Crise diplomatique : l’AES rejette les déclarations de Tinubu sur la sécurité au Sahel
Crise diplomatique : l’AES rejette les déclarations de Tinubu sur la sécurité au Sahel
Le Burkina Faso, le Mali et le Niger ont vivement réagi aux propos tenus par le président nigérian Bola Ahmed Tinubu. Ce dernier avait estimé que l’insécurité grandissante au Mali, au Burkina Faso et au Niger aggravait les défis sécuritaires du Nigeria, notamment face aux enlèvements et aux attaques. Une analyse qui a suscité une réponse unanime des trois pays membres de l’Alliance des États du Sahel (AES).

Le ministre burkinabè des Affaires étrangères, Karamoko Jean Marie Traoré, a qualifié ces déclarations de « rapides », « simplistes » et « surprenantes ». Pour lui, cette analyse minimise les efforts considérables déployés par les forces de défense et les populations du Burkina Faso, du Mali et du Niger dans leur combat quotidien contre les groupes armés. Ces pays soulignent que les sacrifices consentis n’ont pas été suffisamment pris en compte.
L’Alliance des États du Sahel rappelle également que cette interprétation pourrait alimenter des tensions inutiles entre des nations liées par une histoire commune et une géographie partagée. À Ouagadougou, on rappelle notamment le rôle clé joué par le Niger dans la lutte contre Boko Haram, bien avant que l’insécurité jihadiste ne s’étende au reste du Sahel.
Un ennemi commun
Les autorités de l’AES ont tenu à préciser qu’elles n’avaient jamais désigné publiquement le Nigeria comme responsable de certaines menaces transfrontalières, malgré les liens avérés entre Boko Haram et divers groupes armés actifs dans la région. « Le Burkina Faso, le Mali, le Niger et le Nigeria sont unis face au même ennemi », a souligné Karamoko Jean Marie Traoré, insistant sur la nécessité d’une réponse collective.

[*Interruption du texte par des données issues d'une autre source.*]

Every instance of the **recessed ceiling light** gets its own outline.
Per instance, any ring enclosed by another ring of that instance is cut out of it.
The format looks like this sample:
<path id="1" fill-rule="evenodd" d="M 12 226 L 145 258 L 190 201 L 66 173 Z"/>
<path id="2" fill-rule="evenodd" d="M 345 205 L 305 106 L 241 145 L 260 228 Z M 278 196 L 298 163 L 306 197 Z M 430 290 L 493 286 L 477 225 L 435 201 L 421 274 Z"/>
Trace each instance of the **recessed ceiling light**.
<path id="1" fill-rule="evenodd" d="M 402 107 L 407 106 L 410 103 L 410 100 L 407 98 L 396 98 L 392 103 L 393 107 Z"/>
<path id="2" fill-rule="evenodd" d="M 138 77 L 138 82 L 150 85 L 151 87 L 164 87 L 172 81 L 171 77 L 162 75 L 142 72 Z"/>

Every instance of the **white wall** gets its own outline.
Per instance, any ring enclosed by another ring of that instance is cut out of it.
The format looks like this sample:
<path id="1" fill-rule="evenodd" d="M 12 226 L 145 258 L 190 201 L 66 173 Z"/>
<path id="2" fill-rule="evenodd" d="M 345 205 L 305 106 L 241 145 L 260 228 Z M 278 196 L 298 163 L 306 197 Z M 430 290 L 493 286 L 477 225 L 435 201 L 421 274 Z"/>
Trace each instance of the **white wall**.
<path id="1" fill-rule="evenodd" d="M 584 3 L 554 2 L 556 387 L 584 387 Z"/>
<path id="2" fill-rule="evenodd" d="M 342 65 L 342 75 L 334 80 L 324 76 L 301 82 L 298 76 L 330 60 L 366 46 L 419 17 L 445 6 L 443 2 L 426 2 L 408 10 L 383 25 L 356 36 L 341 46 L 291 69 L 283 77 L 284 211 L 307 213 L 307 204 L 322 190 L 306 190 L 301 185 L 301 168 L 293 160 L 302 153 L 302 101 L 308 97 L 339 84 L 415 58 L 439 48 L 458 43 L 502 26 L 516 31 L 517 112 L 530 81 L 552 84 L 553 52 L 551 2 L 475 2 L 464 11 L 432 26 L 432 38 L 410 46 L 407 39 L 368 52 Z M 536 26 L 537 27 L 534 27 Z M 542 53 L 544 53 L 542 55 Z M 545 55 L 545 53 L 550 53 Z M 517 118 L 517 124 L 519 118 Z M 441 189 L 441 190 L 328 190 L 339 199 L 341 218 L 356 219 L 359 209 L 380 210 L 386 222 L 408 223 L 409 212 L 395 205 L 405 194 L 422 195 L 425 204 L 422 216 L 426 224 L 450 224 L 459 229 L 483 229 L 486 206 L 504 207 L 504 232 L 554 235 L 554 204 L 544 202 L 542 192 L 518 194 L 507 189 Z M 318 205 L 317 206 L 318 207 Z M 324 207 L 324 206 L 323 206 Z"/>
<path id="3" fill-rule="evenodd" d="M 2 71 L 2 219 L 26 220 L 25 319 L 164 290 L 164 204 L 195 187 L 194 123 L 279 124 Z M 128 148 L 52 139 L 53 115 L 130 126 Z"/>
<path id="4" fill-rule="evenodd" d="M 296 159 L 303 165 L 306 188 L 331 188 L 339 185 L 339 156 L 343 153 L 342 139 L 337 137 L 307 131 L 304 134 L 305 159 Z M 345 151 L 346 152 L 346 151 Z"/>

L’AES a réaffirmé son souhait de ne pas entrer en confrontation avec Abuja et de privilégier un dialogue « franc, respectueux et constructif ». Le chargé d’affaires nigérian au Burkina Faso a confirmé avoir bien pris note de ce message et s’est engagé à le transmettre à ses autorités.
Cette divergence intervient alors que le Nigeria et les pays de l’AES font face à des défis sécuritaires qui dépassent largement les frontières nationales, malgré des approches politiques et militaires désormais distinctes.